The Benguela Upwelling System (BUS) is one of the world’s most productive marine ecosystems, driven by wind-induced upwelling that delivers nutrient-rich deep waters to the surface, fueling high primary productivity. Dissolved oxygen (DO) in the BUS exhibits a pronounced latitudinal gradient, with the northern BUS (NBUS, 15°S–23°S) persistently hypoxic (<60 mmol O₂/m³), in stark contrast to the well-oxygenated southern BUS. Climate warming intensifies these challenges, as rising ocean temperatures, stronger upwelling, and increased oxygen consumption drive reductions in DO levels, threatening fisheries, benthic biodiversity, and ecosystem services.

This study addresses key questions on the long-term changes in DO dynamics in the NBUS: (1) What is the long-term variability in the total DO inventory over the past four decades (1980–2020)? (2) What are the primary drivers of oxygenation and deoxygenation trends? (3) What role does SACW play in regulating oxygen levels? (4) How does the OMZ vary in spatial extent, volume, and boundary depth over time? (5) What are the relative contributions of physical and biogeochemical processes to DO variability?

To investigate these questions, we employ a coupled physical-biogeochemical modeling system based on the Nucleus for European Modeling of the Ocean (NEMO v4.2.2) coupled with the Biogeochemical Flux Model (BFM v5.3). The model, with a horizontal resolution of 1/16° (~7 km), simulates pelagic-benthic interactions, lower trophic-level dynamics, and sediment remineralization, as driven by ERA5 atmospheric reanalysis and GLOFASv2.1 river discharge data.
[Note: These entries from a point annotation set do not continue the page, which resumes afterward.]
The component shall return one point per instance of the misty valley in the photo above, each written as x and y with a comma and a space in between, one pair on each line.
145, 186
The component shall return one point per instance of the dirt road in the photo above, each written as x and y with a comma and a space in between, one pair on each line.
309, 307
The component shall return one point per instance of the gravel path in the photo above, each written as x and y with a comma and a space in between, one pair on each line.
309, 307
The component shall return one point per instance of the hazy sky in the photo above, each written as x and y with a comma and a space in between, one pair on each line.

Our results reveal a vertical dipole in oxygen trends. Positive trends dominate the upper 200 meters, linked to a declining SACW fraction (0–400 meters), while negative trends at 400–950 meters are primarily driven by ocean warming. OMZs show contrasting patterns, with the threshold OMZ (<120 mmol O₂/m³) expanding and the core OMZ (<20 mmol O₂/m³) contracting. This study highlights the complex interplay between warming, upwelling intensification, and ocean circulation in shaping oxygen dynamics in this highly productive marine system.